Genetische variatie en genealogie
Y-STR's en mitochondriaal DNA zijn ook ideale genetische merkers voor
genealogische analyses. Hierbij kan nagegaan worden of 2 mannen met een
gelijkaardige familienaam mogelijk dezelfde voorvader hebben gehad.

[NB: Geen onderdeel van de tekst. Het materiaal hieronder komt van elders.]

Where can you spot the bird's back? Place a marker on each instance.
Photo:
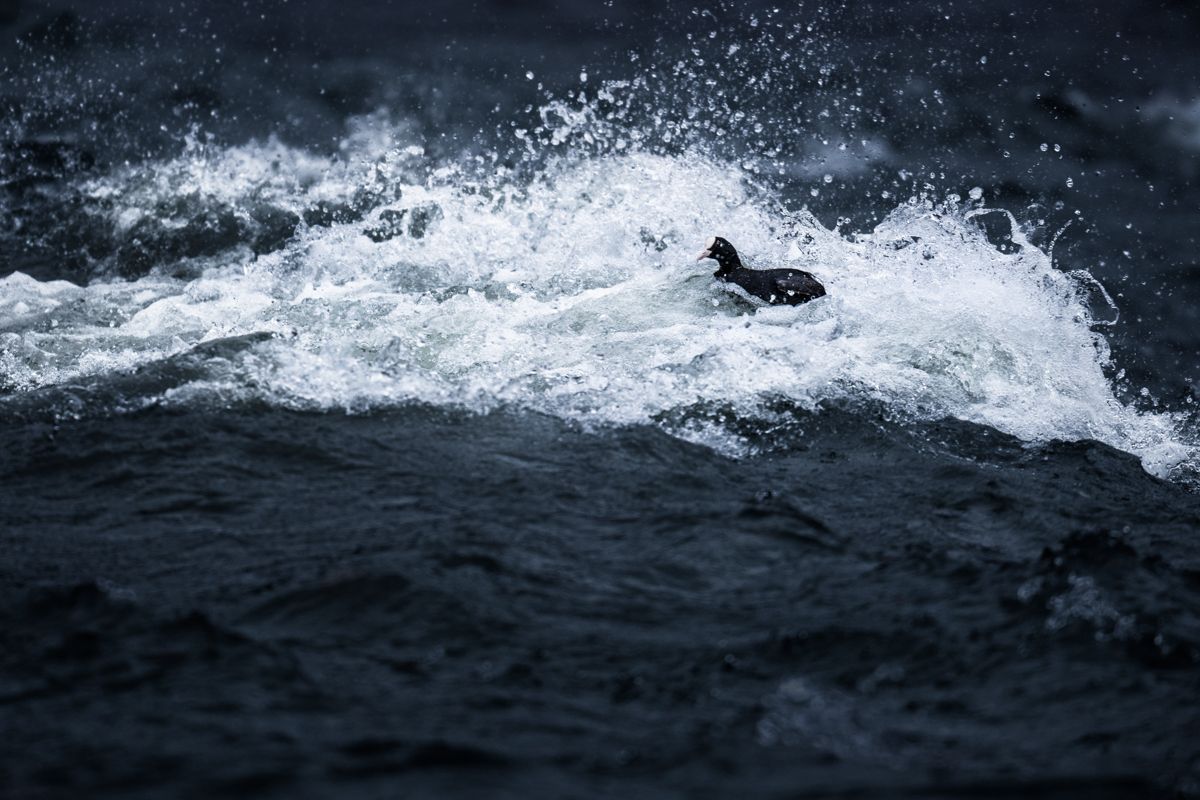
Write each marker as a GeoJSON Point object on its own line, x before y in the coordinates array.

Analoog toont het mitochondriaal DNA aan of 2 personen dezelfde
voormoeder hebben. Deze toepassing kan ook gebruikt worden op
skeletresten uit een graf en laat dan ook toe om bepaalde "historische
vraagstukken" wetenschappelijk te bewijzen via DNA-analyse. Zo toonde het
Laboratorium voor Forensische Genetica en Moleculaire Archeologie van de
K.U.Leuven aan dat Karl Wilhelm Naundorff die stierf in 1845 en begraven
werd in Delft (Nederland), niet de zoon (Lodewijk XVII) kan zijn van MarieAntoinette, de laatste koningin van Frankrijk, in tegenstelling tot wat zijn
nakomelingen tot nu toe beweerden. In een "uitloper" van deze studie werd
het mitochondriaal DNA van de spier van een hart geanalyseerd. Dit hart was
volgens de historici afkomstig van Lodewijk XVII die als kind in 1795 stierf
aan tuberculose in een gevangenis in Parijs tijdens de Franse revolutie. Het
mitochondriaal DNA van het hart was identiek aan dat van de Habsburgfamilie en hierdoor kon vastgesteld worden dat het hart hoogstwaarschijnlijk
ook afkomstig was van Lodewijk XVII en bijgevolg de historische gegevens
bevestigde.
De DNA molecule zorgt dus als het ware voor de fysische continuïteit tussen
de generaties en kan dus met succes worden aangewend om bepaalde
vormen van afstamming te achterhalen al blijft het gebruik van deze
mogelijkheden voorlopig nog redelijk beperkt.